WesternZagros Resources Ltd. is a publicly-traded, shareholder-owned company. The common shares are listed on the Toronto Stock Exchange. The Board of Directors of WesternZagros Resources Ltd. believes that a clearly defined system of corporate governance is essential to the effective and efficient operation of the Corporation. The management is accountable to a board of directors elected by the shareholders at the annual meeting. Every director is required to act honestly and in good faith, in the best interests of the company and to exercise the care, diligence and skill of a reasonably prudent person. The Governance Committee of WesternZagros is required to have always as its ultimate objective, the best long-term interests of the Corporation and the enhancement of value for all shareholders. Responsibility that is not delegated to senior management or to a committee of the board remains that of the full board.
The Board of Directors currently consists of seven directors, of which the only management director is Mr. Hatfield. The other six directors, being Messrs. Boone, Frangos, Houck, Oeistreich, Oliphant, and Wallace, are independent directors as such term is defined by NI 58-101. The Board of Directors has elected a non-executive chair who is an independent director.
The Board of Directors of WesternZagros has established four committees – corporate governance, audit, compensation, and health, safety, environment and security.

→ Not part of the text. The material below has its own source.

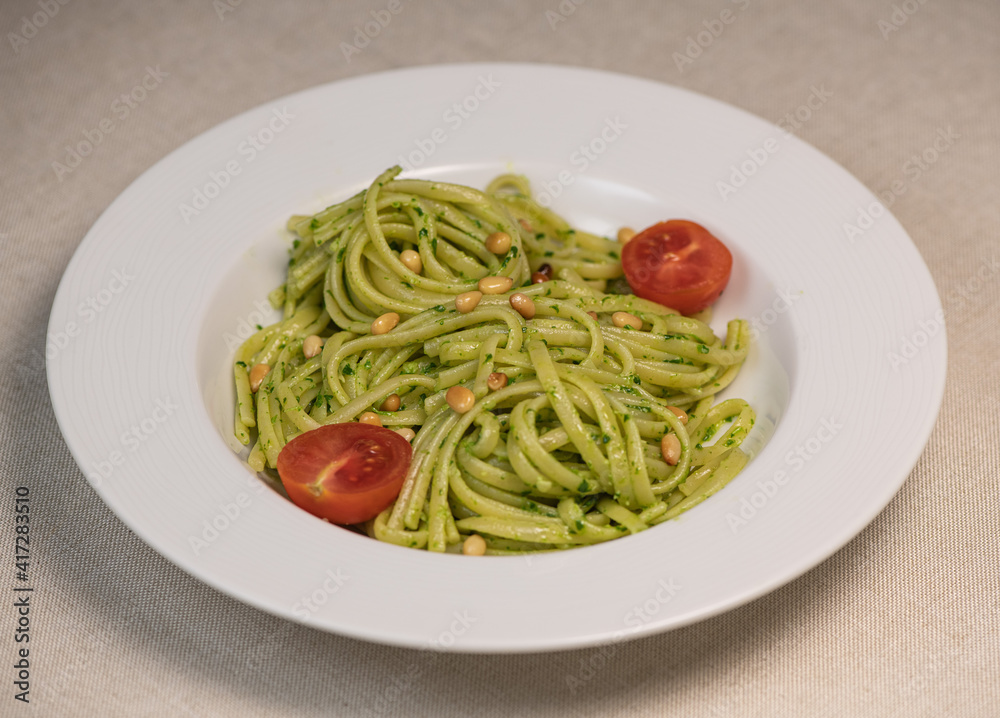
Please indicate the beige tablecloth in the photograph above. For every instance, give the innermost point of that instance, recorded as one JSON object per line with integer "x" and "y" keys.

The Board of Directors have approved the mandate for the audit committee which includes, among other duties and responsibilities: monitoring the financial reporting process and systems of internal control; monitoring the independence and performance of the external auditors; and, reviewing internal and year-end financial statements and other regulatory filings for approval of the Board of Directors.

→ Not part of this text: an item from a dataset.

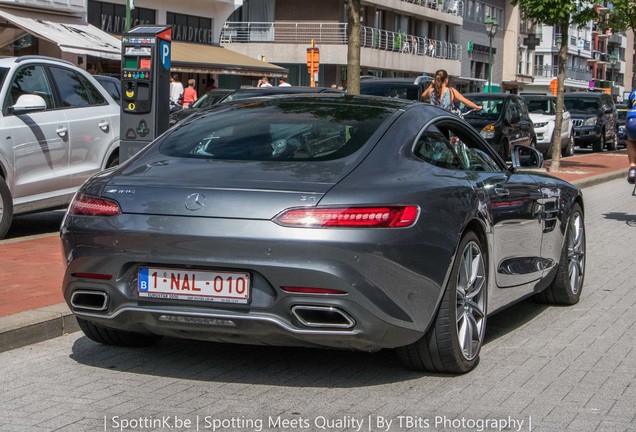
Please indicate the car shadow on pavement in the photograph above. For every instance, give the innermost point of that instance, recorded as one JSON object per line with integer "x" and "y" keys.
{"x": 35, "y": 224}
{"x": 275, "y": 366}
{"x": 248, "y": 364}
{"x": 512, "y": 318}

The mandate of the compensation committee is to monitor the performance and compensation of senior management; review and provide recommendations to the Board of Directors with respect to implementation and variation of option, compensation and incentive plans.
The mandate of the health, safety, environment and security committee is to assist the Board in fulfilling its responsibilities with respect to specific risks and risk management related to the Corporation’s health, safety, environmental and security activities, compliance with applicable rules and regulations, and risk management and risk philosophies relating to the Corporation’s activities, including financial and marketing matters.